Optimizing Electric Vehicle Charging Station Placement Using Reinforcement Learning and Agent-Based Simulations
Minh-Duc Nguyen, Dung D. Le, Phi Long Nguyen
TL;DR
The paper tackles EV charging-station siting under dynamic urban conditions by coupling deep reinforcement learning (DRL) with a GAM-based agent simulation. It introduces a hybrid framework with dual Deep Q-Networks for location and port configuration and a hybrid reward that blends deterministic cues with simulation-derived feedback, enabling adaptive decision-making. In Hanoi, Vietnam, the approach achieves a 53.28% reduction in average waiting time compared with the initial state and outperforms static baselines, demonstrating robustness to real-world variability and scalability to future demand.

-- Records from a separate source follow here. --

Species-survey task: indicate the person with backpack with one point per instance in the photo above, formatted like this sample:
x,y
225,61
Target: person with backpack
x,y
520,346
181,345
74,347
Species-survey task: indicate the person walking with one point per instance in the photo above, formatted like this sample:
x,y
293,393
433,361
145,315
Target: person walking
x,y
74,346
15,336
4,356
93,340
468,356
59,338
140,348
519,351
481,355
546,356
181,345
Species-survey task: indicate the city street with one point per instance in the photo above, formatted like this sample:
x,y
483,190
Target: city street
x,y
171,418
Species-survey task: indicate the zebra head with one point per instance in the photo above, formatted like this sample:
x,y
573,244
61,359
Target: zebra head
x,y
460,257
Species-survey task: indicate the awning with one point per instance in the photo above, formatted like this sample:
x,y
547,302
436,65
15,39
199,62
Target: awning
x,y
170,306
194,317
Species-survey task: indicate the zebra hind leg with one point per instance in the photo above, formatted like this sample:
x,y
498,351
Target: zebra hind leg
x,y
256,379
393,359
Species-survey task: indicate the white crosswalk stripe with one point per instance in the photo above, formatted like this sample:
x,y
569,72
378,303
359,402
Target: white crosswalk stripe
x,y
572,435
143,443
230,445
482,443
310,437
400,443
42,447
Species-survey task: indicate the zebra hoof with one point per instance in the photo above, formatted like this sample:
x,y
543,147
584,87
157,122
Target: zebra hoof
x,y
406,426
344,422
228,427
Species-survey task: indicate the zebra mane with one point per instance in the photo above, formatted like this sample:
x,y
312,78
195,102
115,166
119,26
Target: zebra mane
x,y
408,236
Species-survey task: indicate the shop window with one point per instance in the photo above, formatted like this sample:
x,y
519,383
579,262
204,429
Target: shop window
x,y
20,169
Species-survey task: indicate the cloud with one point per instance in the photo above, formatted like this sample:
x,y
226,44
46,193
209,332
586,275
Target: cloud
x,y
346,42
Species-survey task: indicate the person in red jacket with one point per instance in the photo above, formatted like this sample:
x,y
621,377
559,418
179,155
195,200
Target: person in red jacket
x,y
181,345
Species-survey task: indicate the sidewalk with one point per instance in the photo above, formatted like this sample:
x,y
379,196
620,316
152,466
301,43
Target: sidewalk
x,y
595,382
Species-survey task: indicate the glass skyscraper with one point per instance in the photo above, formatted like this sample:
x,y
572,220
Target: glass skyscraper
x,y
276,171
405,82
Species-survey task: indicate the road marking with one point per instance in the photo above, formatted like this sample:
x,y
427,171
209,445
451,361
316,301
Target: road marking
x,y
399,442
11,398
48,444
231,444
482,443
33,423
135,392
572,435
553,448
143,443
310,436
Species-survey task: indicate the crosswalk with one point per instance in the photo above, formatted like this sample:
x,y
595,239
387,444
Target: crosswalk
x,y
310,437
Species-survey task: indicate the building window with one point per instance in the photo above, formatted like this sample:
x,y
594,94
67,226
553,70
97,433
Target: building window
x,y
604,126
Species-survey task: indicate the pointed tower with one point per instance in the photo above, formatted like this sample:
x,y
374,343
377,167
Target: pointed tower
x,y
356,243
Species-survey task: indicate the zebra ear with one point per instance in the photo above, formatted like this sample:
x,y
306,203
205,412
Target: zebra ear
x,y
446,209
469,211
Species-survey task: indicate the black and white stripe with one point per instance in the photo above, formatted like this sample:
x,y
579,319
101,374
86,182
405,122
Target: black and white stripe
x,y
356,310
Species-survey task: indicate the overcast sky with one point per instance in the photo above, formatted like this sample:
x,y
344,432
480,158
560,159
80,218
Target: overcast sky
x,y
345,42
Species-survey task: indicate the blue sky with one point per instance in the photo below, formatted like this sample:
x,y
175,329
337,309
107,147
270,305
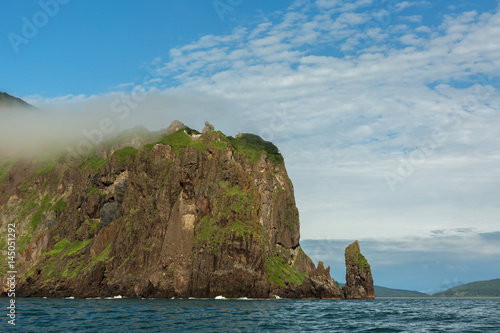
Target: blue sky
x,y
386,111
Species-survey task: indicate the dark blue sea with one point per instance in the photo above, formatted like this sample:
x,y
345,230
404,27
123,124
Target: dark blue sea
x,y
224,315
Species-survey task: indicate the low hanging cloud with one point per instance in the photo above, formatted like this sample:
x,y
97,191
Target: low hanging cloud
x,y
388,128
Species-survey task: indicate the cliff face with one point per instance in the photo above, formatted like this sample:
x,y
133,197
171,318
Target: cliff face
x,y
359,281
176,218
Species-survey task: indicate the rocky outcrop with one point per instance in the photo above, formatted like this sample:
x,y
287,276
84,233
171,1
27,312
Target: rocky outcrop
x,y
359,281
180,217
174,127
8,101
208,127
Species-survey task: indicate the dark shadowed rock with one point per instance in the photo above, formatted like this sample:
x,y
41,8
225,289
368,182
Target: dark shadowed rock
x,y
175,218
359,281
110,212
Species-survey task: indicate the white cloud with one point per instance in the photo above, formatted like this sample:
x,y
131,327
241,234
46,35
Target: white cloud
x,y
344,120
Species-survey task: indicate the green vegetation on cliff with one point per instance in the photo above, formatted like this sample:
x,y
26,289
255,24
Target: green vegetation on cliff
x,y
253,146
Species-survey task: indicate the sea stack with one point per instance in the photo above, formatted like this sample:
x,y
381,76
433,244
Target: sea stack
x,y
359,280
184,215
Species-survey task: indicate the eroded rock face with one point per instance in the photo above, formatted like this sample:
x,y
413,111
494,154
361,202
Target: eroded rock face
x,y
191,218
359,281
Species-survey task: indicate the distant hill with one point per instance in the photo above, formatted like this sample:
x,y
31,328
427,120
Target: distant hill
x,y
388,292
490,288
8,101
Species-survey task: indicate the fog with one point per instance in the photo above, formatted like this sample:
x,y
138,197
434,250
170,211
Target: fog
x,y
78,126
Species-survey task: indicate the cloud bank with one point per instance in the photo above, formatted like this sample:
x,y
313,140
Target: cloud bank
x,y
389,127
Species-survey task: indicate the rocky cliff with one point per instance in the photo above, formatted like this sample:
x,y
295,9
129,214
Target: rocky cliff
x,y
189,215
359,281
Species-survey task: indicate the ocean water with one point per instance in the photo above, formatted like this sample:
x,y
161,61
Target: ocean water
x,y
225,315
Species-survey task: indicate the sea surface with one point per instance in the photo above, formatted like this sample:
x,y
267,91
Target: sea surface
x,y
229,315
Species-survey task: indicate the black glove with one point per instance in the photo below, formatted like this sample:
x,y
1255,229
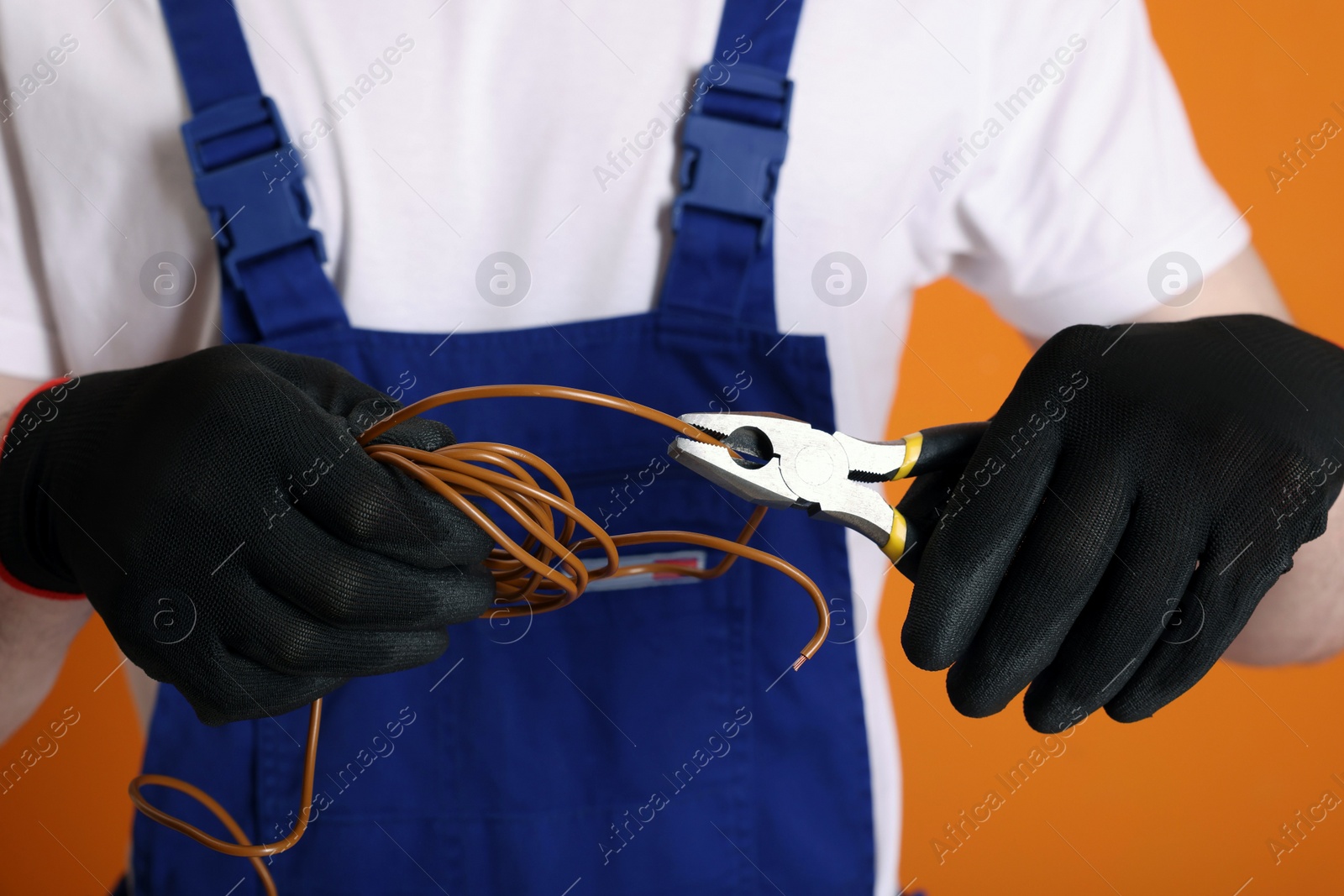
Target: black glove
x,y
1132,501
230,531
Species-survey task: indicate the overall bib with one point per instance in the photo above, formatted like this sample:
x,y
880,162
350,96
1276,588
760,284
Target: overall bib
x,y
642,741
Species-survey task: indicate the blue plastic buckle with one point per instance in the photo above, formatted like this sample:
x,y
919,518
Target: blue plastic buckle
x,y
257,202
730,165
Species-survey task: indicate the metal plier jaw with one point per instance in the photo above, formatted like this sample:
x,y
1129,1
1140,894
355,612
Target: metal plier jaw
x,y
785,463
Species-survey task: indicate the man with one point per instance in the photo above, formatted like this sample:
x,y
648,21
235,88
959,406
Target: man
x,y
494,195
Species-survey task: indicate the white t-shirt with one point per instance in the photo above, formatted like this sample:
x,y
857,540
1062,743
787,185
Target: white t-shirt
x,y
1035,149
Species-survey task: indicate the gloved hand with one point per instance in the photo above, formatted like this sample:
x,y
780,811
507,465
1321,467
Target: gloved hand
x,y
237,540
1132,501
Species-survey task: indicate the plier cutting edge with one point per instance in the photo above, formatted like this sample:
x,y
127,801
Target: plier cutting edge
x,y
784,463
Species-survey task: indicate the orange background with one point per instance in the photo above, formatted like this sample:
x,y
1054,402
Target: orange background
x,y
1184,802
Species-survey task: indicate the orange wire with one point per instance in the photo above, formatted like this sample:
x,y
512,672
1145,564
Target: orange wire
x,y
537,575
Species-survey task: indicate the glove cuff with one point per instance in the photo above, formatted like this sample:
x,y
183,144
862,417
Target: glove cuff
x,y
19,446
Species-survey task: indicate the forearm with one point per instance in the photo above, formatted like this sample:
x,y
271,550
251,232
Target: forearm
x,y
34,631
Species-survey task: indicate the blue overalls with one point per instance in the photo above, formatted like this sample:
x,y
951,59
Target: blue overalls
x,y
643,741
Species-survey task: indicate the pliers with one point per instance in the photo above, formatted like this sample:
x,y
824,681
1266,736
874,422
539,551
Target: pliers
x,y
783,463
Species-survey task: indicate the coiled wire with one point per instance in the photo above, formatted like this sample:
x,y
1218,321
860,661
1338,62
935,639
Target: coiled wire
x,y
537,575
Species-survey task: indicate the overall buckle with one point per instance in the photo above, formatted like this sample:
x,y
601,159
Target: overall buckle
x,y
250,181
732,165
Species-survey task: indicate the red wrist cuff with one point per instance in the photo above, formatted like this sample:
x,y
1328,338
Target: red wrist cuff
x,y
10,425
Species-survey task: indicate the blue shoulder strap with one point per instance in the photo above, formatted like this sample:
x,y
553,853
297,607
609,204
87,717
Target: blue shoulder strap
x,y
732,144
250,179
249,176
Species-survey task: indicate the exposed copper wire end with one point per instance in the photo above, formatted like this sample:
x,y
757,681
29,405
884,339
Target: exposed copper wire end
x,y
537,575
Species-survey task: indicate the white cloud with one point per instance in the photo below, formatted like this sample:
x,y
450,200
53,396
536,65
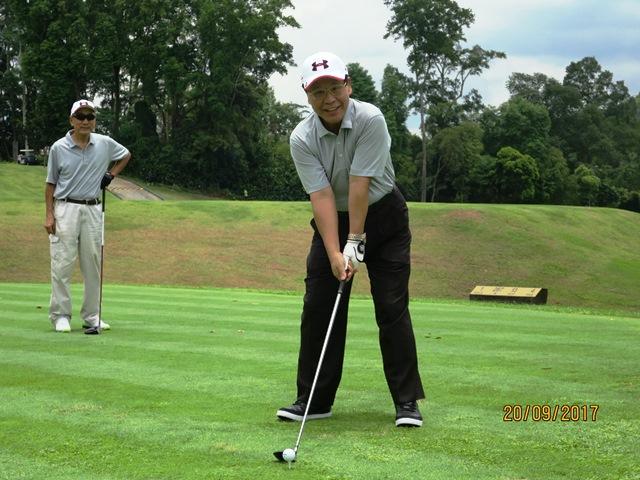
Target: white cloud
x,y
537,36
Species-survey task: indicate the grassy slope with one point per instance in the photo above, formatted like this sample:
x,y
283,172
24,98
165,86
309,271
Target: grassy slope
x,y
586,257
186,385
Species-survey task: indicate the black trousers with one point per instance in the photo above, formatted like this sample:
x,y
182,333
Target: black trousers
x,y
387,256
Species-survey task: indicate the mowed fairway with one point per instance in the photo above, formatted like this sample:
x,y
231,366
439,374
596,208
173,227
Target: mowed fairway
x,y
186,384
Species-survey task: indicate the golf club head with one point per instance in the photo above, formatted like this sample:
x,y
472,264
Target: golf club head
x,y
280,458
92,331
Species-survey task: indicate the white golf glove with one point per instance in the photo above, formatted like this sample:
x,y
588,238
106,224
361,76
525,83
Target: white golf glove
x,y
354,250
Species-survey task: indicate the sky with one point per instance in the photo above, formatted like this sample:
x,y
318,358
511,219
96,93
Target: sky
x,y
542,36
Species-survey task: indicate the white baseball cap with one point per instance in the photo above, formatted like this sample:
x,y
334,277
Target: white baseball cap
x,y
82,104
321,65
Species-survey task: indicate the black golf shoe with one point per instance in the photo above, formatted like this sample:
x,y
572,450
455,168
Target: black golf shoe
x,y
295,412
408,415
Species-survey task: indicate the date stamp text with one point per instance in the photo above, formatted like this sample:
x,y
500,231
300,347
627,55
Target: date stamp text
x,y
515,412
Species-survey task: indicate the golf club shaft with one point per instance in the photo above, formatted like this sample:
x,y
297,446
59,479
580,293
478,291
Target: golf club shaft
x,y
104,196
324,349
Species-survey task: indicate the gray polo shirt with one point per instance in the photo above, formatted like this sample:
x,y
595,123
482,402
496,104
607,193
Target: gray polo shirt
x,y
360,148
77,172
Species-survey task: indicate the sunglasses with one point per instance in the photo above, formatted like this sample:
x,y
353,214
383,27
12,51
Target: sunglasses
x,y
85,116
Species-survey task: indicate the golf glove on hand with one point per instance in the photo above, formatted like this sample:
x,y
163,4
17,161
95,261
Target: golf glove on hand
x,y
106,180
354,251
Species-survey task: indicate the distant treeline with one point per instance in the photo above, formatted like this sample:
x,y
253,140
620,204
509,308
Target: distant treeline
x,y
184,84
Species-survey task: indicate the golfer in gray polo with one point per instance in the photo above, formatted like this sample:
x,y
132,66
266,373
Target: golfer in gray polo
x,y
341,153
76,172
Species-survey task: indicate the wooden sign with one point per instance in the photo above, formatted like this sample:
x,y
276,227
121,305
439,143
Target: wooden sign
x,y
509,294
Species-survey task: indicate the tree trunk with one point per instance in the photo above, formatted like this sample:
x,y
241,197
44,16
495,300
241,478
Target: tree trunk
x,y
423,183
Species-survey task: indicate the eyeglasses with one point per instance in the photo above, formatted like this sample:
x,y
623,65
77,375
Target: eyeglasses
x,y
334,91
84,116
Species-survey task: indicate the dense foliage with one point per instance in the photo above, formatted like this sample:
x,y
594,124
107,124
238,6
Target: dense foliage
x,y
184,84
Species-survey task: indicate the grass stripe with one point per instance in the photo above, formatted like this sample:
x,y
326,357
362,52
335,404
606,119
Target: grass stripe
x,y
187,382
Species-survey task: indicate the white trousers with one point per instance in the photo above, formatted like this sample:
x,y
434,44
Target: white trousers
x,y
78,234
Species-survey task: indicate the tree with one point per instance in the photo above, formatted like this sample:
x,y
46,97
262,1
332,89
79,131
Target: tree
x,y
432,32
364,88
455,150
515,176
393,99
588,184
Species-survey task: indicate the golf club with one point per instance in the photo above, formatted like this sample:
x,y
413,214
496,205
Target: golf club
x,y
96,330
289,455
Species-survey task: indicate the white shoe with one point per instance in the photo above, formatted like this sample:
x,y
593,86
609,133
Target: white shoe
x,y
94,323
61,324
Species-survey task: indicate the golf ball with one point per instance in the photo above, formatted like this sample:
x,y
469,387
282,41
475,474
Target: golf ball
x,y
289,455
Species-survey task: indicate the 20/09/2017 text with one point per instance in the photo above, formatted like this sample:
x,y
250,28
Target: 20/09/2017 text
x,y
549,413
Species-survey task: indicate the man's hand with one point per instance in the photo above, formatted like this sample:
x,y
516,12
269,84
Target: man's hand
x,y
50,224
354,251
106,180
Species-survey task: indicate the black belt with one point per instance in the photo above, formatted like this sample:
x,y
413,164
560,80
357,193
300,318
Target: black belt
x,y
93,201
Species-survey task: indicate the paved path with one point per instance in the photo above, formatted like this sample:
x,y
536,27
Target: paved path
x,y
127,190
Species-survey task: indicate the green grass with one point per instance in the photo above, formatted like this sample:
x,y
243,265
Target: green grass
x,y
186,384
585,257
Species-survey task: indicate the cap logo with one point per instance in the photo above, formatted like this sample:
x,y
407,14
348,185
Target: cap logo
x,y
323,64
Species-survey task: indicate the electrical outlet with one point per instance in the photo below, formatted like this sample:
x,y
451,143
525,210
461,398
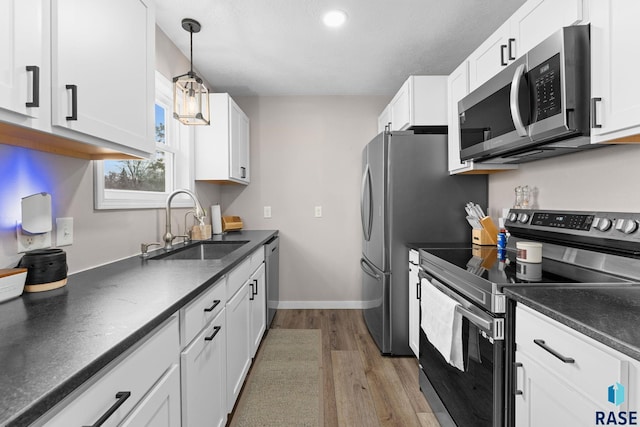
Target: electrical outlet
x,y
29,242
64,231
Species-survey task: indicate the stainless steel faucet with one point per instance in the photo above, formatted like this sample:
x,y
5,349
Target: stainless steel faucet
x,y
199,214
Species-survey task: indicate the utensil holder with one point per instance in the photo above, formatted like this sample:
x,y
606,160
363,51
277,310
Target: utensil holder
x,y
487,235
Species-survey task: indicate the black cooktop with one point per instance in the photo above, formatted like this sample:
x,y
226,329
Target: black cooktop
x,y
503,268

The work provides a practical, data-driven pathway for scalable EV infrastructure planning, highlighting the value of simulation-informed rewards and Voronoi-based candidate locations to balance coverage, power constraints, and user experience.
Abstract
The rapid growth of electric vehicles (EVs) necessitates the strategic placement of charging stations to optimize resource utilization and minimize user inconvenience. Reinforcement learning (RL) offers an innovative approach to identifying optimal charging station locations; however, existing methods face challenges due to their deterministic reward systems, which limit efficiency. Because real-world conditions are dynamic and uncertain, a deterministic reward structure cannot fully capture the complexities of charging station placement. As a result, evaluation becomes costly and time-consuming, and less reflective of real-world scenarios. To address this challenge, we propose a novel framework that integrates deep RL with agent-based simulations to model EV movement and estimate charging demand in real time. Our approach employs a hybrid RL agent with dual Q-networks to select optimal locations and configure charging ports, guided by a hybrid reward function that combines deterministic factors with simulation-derived feedback. Case studies in Hanoi, Vietnam, show that our method reduces average waiting times by 53.28% compared to the initial state, outperforming static baseline methods. This scalable and adaptive solution enhances EV infrastructure planning, effectively addressing real-world complexities and improving user experience.